We are constantly typing, sending, forwarding, and replying. Email is also among the most widespread online activity, with 92 per cent of US adults reportedly using email to communicate. Our inbox now plays a central role in our lives whether we like it or not.
Dealing with email, however, can be associated with negative outcomes for well-being. Research indicates that people who handle more emails at work experience lower job satisfaction and perceive email as a greater source of stress, as it can disrupt the daily workflow. Employees in-turn feel overwhelmed, emotionally drained, frustrated and stressed from work.
Adding to the stress of email is the broken link problem. When you’re traveling outside of the office and on another device, working out of your email can be extremely difficult when the links and files your co-workers send are broken. Companies who use Microsoft Office 365, a powerful and convenient cloud-based service, especially find it difficult to share files through email due to Windows Firewall, a network security system that controls the incoming and outgoing network of traffic to the datacenter and servers. For instance, one might share an Office 365 expense report, contract or presentation through the cloud, but it can’t be opened by the recipient because of the added protection of their device isn’t in the office or on a VPN. Working in your email becomes nearly impossible when you can’t even open the files your co-workers share with you.
Constantly emailing back and forth to obtain documents across multiple devices only adds to the stress of email.
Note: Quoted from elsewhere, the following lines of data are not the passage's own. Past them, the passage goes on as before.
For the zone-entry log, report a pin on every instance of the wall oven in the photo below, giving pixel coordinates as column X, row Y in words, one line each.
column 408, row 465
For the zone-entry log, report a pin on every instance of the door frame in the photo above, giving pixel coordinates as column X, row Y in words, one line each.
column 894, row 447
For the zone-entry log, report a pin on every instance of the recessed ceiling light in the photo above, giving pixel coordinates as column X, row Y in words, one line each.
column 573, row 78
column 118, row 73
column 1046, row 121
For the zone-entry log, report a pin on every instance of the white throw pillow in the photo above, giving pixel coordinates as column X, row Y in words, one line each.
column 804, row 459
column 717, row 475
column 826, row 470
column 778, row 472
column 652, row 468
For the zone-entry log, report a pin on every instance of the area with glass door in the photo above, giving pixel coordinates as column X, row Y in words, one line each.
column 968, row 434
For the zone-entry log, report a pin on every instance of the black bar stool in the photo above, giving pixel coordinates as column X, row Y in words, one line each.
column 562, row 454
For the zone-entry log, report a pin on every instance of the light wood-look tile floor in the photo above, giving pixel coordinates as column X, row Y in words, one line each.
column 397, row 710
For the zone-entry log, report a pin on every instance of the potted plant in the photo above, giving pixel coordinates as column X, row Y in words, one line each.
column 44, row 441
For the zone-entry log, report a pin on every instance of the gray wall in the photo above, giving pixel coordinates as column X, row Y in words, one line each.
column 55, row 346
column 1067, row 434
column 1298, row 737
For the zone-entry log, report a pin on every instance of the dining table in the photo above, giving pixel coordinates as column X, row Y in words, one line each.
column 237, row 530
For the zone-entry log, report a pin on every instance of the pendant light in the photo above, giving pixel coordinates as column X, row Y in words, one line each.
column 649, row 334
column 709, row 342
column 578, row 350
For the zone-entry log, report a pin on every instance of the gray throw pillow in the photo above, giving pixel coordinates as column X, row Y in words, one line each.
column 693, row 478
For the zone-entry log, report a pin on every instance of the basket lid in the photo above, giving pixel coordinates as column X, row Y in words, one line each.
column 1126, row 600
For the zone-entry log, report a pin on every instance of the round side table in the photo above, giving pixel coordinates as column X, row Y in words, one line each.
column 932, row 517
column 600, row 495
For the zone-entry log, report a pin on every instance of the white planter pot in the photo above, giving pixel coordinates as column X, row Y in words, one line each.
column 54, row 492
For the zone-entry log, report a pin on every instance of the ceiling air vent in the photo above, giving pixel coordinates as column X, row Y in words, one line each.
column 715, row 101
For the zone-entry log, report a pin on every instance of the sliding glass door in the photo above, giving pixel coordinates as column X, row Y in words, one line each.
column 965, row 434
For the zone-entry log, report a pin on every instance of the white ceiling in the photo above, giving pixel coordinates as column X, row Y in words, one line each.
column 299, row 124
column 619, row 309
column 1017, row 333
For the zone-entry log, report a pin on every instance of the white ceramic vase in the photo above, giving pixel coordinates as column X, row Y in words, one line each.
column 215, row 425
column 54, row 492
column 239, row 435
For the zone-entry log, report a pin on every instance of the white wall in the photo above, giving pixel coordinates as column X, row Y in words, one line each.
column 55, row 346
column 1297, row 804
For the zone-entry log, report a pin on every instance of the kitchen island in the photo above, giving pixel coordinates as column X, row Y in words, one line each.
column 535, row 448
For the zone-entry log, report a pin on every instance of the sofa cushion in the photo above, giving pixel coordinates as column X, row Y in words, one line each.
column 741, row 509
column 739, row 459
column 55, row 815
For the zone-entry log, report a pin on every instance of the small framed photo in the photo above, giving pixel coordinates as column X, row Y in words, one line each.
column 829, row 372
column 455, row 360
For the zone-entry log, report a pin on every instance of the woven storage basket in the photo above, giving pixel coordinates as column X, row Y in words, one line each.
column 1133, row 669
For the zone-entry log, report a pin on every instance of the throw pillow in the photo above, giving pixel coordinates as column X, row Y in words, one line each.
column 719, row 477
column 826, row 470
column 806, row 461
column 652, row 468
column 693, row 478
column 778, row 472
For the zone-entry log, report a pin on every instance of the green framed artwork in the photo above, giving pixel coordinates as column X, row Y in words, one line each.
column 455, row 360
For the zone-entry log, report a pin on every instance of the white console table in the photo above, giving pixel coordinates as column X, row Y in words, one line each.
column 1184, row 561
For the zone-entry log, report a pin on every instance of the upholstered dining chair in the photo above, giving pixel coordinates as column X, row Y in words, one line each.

An unfortunate limitation of the human mind is that it cannot perform two demanding tasks simultaneously, so flipping back and forth between your desktop, laptop and phone to look at a document and communicate with your co-worker saps cognitive resources. As a result, one becomes less efficient in their tasks and provides an unending source of new tasks for their to-do lists.
Workspace as a Service (WaaS) provides a solution to your email and broken link problems, and the headaches of multi-device multi-tasking. WaaS is a platform that delivers company applications and data to any device, allowing employees to access important files around the world – it’s virtualisation for the mobile and multi-tasking world.
IDC analyst Brett Waldman predicts that despite many companies looking to outsource virtual desktops today, the rise in mobility is actually transforming the demand towards applications. It is this workspace that end users want to be able to access anywhere, anytime, anyplace — giving rise to Workspace as a Service. Furthermore, MarketsandMarkets predicts that the WaaS market will be worth $9.41 billion (£6.1bn) by 2019.
So how does WaaS work under the hood, and is it a secure collaboration platform for companies or some kind of cloud delivery solution? With WaaS, IT starts by connecting all the corporate and cloud applications securely into the platform, without moving the apps or data or transforming anything. All security stays in tact for IT. Employees and end users then access these applications via an all-in-one app on their mobile devices such as laptops, tablets and smartphones. The app also provides access to important company documents, connecting securely through encryption and password protection.
What makes WaaS different than general cloud virtualisation solutions? WaaS platforms provide point-and-click installs with app stores for easy setup, eliminating the need for a proprietary infrastructure which can become costly. Furthermore, WaaS platforms often have built-in security policies and settings so that IT doesn’t have to manually create them, and maintenance/updates can be done automatically.
And unlike existing virtualisation solutions, not one single new bit of infrastructure has to be deployed either on premise or on a cloud. Providing services and permissions to end users becomes truly a click away.
WaaS doesn’t just fix the broken link problem, it does most of the heavy lifting for companies and their IT departments when it comes to a mobile workforce.